The Strategic Inflection Point

There are moments that decide the future of a business for decades to come. One of those occurred to my client, Du Pont, in 2003. I had been working with Kevlar, the jewel in their crown, at their Maydown facility in Derry for five years. Kevlar is one of those products that has such outstanding benefits that it almost sells itself. Stronger than steel, a string of the fibre can pull a caravan. Hardly any bullet- and stab-proof jackets anywhere in the world are manufactured by anyone else but Kevlar.
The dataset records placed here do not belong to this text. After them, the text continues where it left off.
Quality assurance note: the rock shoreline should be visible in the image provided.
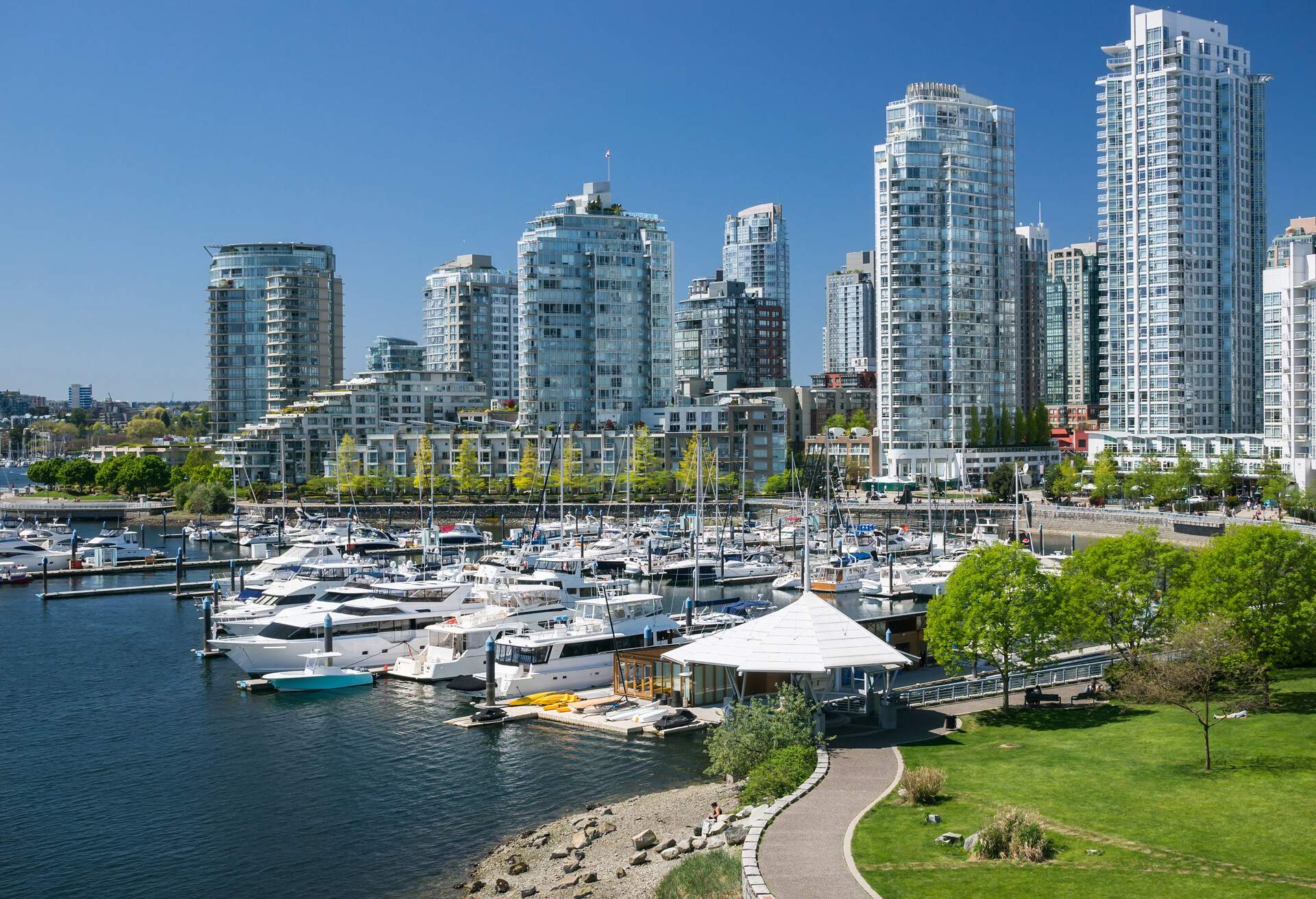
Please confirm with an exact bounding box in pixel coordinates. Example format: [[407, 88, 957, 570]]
[[442, 783, 748, 899]]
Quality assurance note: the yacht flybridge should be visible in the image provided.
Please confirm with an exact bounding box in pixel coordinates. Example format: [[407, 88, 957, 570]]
[[470, 593, 688, 698]]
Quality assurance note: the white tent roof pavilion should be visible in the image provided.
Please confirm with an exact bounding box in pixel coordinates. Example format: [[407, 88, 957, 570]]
[[663, 591, 914, 674]]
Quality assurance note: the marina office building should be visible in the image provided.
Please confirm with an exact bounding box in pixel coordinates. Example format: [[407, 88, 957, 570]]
[[206, 243, 343, 434]]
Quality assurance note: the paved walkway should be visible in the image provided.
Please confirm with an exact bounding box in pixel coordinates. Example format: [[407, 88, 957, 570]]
[[758, 683, 1087, 899]]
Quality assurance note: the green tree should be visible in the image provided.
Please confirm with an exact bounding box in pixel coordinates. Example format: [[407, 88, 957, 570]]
[[924, 543, 1066, 711], [677, 436, 714, 490], [512, 441, 539, 492], [27, 459, 64, 487], [1043, 462, 1077, 503], [412, 434, 435, 493], [334, 434, 361, 491], [1202, 450, 1242, 497], [704, 683, 822, 780], [987, 462, 1014, 503], [452, 437, 487, 493], [1180, 523, 1316, 699], [59, 459, 96, 489], [127, 415, 167, 443], [1093, 446, 1120, 499], [1060, 528, 1193, 662]]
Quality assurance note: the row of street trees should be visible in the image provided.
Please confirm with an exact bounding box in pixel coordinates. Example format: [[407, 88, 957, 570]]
[[925, 524, 1316, 708]]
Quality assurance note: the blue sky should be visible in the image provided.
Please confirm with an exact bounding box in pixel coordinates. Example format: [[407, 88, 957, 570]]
[[0, 0, 1316, 399]]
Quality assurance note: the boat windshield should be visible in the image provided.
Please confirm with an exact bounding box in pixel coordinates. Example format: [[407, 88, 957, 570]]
[[495, 643, 552, 665]]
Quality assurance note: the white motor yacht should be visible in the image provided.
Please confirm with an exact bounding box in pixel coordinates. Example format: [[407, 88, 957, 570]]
[[77, 528, 164, 562], [461, 593, 690, 698], [388, 583, 568, 682], [206, 596, 483, 674]]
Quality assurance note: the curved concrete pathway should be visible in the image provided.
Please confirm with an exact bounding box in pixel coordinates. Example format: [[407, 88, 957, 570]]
[[758, 685, 1087, 899]]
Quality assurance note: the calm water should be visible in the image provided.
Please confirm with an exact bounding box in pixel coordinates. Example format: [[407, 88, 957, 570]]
[[0, 524, 757, 899]]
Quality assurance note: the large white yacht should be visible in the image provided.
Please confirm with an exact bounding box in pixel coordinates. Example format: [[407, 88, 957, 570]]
[[471, 593, 688, 696], [206, 593, 483, 674], [0, 529, 73, 571], [77, 528, 164, 563], [388, 583, 568, 682]]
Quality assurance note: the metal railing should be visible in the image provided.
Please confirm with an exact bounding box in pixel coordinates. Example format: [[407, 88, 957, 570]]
[[891, 657, 1114, 708]]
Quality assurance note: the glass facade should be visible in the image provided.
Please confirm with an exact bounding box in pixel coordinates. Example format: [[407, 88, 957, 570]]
[[1096, 8, 1270, 434], [425, 254, 520, 400], [206, 243, 342, 434], [822, 250, 874, 373], [1044, 242, 1106, 407], [1014, 225, 1051, 409], [874, 83, 1020, 474], [517, 182, 674, 429], [722, 203, 791, 378], [366, 337, 425, 371]]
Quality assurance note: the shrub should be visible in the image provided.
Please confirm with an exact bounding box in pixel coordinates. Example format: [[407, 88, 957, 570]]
[[704, 683, 821, 780], [900, 767, 946, 806], [968, 806, 1056, 862], [741, 746, 818, 806], [654, 850, 741, 899]]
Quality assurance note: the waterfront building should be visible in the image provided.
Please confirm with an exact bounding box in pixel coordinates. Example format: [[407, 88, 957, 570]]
[[672, 271, 785, 387], [366, 337, 425, 371], [216, 371, 488, 483], [722, 203, 791, 347], [425, 253, 520, 402], [1014, 223, 1051, 409], [69, 384, 92, 409], [1096, 7, 1271, 434], [1262, 235, 1316, 490], [206, 243, 342, 434], [822, 250, 875, 373], [1266, 216, 1316, 269], [645, 378, 787, 487], [517, 182, 674, 429], [1044, 241, 1106, 430], [265, 266, 342, 409], [1087, 430, 1267, 484], [874, 82, 1020, 479]]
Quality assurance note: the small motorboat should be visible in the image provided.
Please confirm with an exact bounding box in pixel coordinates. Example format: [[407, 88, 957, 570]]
[[265, 650, 375, 690]]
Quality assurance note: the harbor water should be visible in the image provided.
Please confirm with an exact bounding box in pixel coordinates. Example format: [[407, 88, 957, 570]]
[[0, 523, 790, 899]]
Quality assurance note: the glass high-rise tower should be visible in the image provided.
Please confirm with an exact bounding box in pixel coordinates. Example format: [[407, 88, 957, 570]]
[[206, 243, 342, 434], [874, 82, 1020, 476], [722, 203, 791, 379], [517, 182, 672, 429], [1096, 7, 1270, 434]]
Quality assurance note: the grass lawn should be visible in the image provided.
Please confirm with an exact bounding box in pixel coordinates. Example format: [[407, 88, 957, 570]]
[[853, 670, 1316, 899], [654, 849, 741, 899]]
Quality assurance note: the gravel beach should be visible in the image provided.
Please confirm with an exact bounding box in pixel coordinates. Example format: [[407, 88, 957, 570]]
[[446, 782, 744, 899]]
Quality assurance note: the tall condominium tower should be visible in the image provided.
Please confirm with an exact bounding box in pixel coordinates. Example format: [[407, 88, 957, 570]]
[[822, 250, 874, 373], [206, 243, 342, 434], [674, 271, 785, 387], [1014, 223, 1051, 409], [874, 82, 1020, 475], [425, 253, 520, 400], [517, 182, 672, 428], [1262, 226, 1316, 490], [722, 203, 791, 368], [1043, 242, 1106, 425], [1096, 7, 1270, 434]]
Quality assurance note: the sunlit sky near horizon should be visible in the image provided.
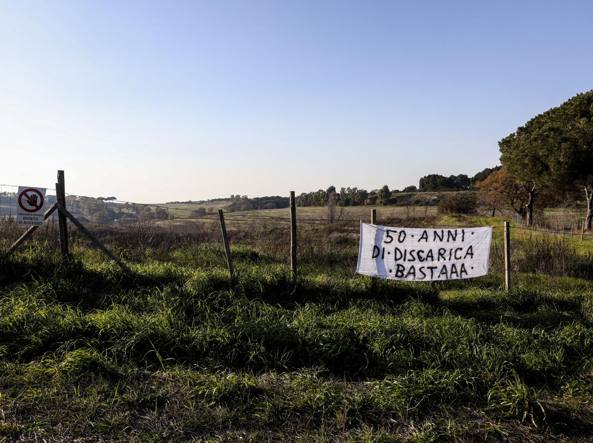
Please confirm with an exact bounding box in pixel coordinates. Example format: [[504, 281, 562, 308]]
[[0, 0, 593, 202]]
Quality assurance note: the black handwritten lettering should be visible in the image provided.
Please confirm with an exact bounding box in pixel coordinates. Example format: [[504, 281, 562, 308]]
[[371, 245, 381, 258], [437, 248, 447, 261], [406, 265, 416, 280], [418, 229, 428, 243], [432, 229, 445, 241], [459, 263, 469, 278], [463, 245, 474, 259]]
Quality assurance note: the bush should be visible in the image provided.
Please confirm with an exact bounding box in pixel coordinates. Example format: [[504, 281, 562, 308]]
[[439, 192, 478, 214]]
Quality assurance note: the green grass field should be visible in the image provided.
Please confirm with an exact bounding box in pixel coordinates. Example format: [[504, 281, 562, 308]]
[[0, 215, 593, 442]]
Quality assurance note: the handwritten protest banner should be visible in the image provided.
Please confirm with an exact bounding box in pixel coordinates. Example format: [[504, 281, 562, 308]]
[[356, 223, 492, 281]]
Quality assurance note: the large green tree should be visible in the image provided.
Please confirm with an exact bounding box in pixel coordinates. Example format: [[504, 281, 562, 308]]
[[499, 91, 593, 229]]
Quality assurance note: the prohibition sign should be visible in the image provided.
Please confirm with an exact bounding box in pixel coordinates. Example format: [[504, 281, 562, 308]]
[[18, 188, 44, 212]]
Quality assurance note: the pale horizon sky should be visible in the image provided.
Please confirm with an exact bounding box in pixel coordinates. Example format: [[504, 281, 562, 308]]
[[0, 0, 593, 202]]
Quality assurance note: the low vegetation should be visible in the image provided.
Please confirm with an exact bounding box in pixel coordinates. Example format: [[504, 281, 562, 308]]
[[0, 216, 593, 442]]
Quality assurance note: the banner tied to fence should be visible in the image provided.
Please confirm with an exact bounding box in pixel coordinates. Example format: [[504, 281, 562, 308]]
[[356, 223, 492, 281]]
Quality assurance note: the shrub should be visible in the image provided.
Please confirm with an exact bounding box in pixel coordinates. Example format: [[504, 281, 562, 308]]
[[439, 192, 478, 214]]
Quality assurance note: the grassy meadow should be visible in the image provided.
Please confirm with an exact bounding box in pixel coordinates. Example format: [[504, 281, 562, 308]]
[[0, 213, 593, 442]]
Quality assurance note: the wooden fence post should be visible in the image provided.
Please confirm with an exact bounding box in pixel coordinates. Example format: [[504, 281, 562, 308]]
[[218, 209, 235, 283], [56, 170, 69, 259], [290, 191, 297, 284], [504, 221, 512, 292]]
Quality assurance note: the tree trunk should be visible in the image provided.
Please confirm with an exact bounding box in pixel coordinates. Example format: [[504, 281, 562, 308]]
[[585, 185, 593, 231], [525, 187, 535, 226]]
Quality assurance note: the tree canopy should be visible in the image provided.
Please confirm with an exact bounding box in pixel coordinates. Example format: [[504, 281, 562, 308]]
[[499, 91, 593, 189], [499, 90, 593, 229]]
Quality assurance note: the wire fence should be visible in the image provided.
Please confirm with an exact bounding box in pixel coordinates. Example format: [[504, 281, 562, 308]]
[[0, 183, 591, 243]]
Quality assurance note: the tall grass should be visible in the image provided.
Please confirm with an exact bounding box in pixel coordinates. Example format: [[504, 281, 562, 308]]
[[0, 218, 593, 441]]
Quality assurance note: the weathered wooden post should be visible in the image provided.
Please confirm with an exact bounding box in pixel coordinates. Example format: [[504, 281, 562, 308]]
[[218, 209, 235, 283], [290, 191, 297, 284], [504, 221, 512, 292], [56, 170, 69, 259]]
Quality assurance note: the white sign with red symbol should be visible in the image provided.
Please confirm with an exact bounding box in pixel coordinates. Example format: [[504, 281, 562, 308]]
[[16, 186, 45, 226]]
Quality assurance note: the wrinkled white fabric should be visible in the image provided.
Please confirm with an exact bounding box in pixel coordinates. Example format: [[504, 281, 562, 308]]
[[356, 223, 492, 281]]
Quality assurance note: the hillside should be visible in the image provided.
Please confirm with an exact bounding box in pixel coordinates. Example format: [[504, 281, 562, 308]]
[[0, 217, 593, 441]]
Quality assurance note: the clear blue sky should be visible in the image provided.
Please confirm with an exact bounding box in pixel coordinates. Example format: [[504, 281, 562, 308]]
[[0, 0, 593, 202]]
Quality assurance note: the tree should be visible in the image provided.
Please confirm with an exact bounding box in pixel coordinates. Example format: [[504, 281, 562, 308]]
[[499, 91, 593, 230], [470, 166, 501, 188], [378, 185, 391, 206], [475, 167, 528, 217]]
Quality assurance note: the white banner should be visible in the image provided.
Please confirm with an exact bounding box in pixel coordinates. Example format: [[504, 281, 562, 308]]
[[356, 223, 492, 281], [16, 186, 46, 226]]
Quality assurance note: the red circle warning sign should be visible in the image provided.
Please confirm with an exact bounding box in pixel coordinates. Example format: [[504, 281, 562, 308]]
[[18, 188, 44, 212]]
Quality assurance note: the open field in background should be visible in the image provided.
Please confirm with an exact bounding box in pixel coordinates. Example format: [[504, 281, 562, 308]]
[[0, 213, 593, 442]]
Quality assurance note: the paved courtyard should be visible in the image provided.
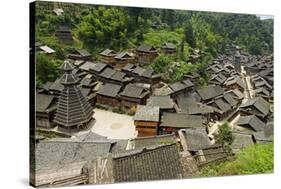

But when Kevlar's sister plant in Derry, Invista, was sold by Du Pont in 2003, I was asked to help the senior team at Invista to manage the transition. Invista makes another popular fibre, Lycra, the polymer used to make so many yoga pants, and is responsible for MAMILs the world over. Invista were acquired by Koch Industries for $4.4 billion. Charles Koch had built what was then the largest privately-owned company in the world. Mining, oil and ranching were at Koch's original core. They had bought Georgia Pacific's paper businessfor $1 billion the year before.

We sat in the room and thought about what was about to happen. A comfortable filial relationship, built over the years, was gone. To be replaced by the unknown. The little we knew of Koch was intimidating. Their first act on acquisition was to cancel all credit, all trust-based budgetary discretion. All bets were off. They were to put everyone through Market Based Management, the proprietary system that Koch used to glue all their acquired businesses together.

The prospects for Invista were daunting. What it came down to that day was the single question: what could they as a leadership group put their faith in as they entered a transformative phase? The answer: their people. The Derry workforce was as good as any in the world. On that would they build their future.

Within 5 years the Derry site was best-in-class in Koch. People wanted to visit to see how they did it. ‘Industrial tourism’ became a bugbear, as their people had to become tour guides and instructors.

That day in the conference room when they faced down their fear and nailed their colours to the mast… their people… was a Strategic Inflection Point.